The devil will be in the detail. Two delegates remarked that the treaty will need to be “more than a paper tiger”, we need “a tiger with teeth—that can bite”.

There is much that the scientific community can offer delegates to build ambition and momentum. Science is crucial to guide discussions on area-based management tools and environmental impact assessments as well as lift the veil on biodiversity beyond national jurisdiction to explain what we need to better understand ocean life – from the sunlit surface to the abyssal depths.

As many delegates highlighted, science and scientists will continue to be crucial to shape solutions on marine genetic resources. Options proposed by the G77 and China for access and benefit-sharing consistent with the regime of the high seas represented a significant step forward in this negotiation. Sharing scientific research results, transferring technology, and building capacity are central to these options. The next step is to develop concrete proposals that help yet do not hinder marine scientific research, including: the feasibility of notification, tracking, tracing and sharing of biological samples and associated data.

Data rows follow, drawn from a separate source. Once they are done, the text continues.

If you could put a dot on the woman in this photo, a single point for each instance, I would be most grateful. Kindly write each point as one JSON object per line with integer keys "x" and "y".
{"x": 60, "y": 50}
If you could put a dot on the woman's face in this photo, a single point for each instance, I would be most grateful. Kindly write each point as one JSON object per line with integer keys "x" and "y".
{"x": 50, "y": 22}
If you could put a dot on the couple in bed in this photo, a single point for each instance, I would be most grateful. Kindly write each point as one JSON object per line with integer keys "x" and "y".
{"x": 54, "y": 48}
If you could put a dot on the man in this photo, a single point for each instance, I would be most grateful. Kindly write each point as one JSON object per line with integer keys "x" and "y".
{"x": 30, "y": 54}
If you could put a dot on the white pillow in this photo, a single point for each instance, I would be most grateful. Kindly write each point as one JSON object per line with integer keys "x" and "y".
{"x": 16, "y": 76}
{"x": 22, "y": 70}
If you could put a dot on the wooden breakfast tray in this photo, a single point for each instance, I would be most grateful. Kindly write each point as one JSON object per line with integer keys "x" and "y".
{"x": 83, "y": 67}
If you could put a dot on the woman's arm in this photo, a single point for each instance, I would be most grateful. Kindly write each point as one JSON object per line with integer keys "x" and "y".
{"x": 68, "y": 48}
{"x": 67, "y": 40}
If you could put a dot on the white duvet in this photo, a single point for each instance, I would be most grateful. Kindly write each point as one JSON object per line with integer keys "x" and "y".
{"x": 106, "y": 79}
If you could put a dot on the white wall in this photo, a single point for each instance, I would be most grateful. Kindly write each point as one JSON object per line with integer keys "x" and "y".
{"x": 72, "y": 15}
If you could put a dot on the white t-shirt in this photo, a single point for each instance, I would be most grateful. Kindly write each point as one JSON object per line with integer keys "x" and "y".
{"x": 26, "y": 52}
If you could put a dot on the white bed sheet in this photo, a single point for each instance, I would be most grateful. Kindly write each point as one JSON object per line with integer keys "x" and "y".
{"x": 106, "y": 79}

Regarding capacity building and technology transfer, science will be central to any strategy to facilitate knowledge advancement, ensure inclusive and transparent participation, and provide the knowledge, technology, tools, and mechanisms needed to study and sustain marine biodiversity. The development and deployment of technologies will be key to observe how ocean ecosystems and human activities in the high seas interact and respond to change. New mechanisms such as a clearinghouse could support capacity building, however, to be lasting and meaningful it is crucial to identify the needs of a range of stakeholders – from individual scientists to States.

Three more sessions of the Intergovernmental Conference are scheduled between now and 2020, the second conference will be held 25 March – 5 April 2019 at the UN in New York. We can expect a document from President Lee in early 2019 to facilitate text-based negotiations. We are all in the same boat and as one delegate remarked, “smooth seas don’t make good sailors… we will be very good sailors by 2020.”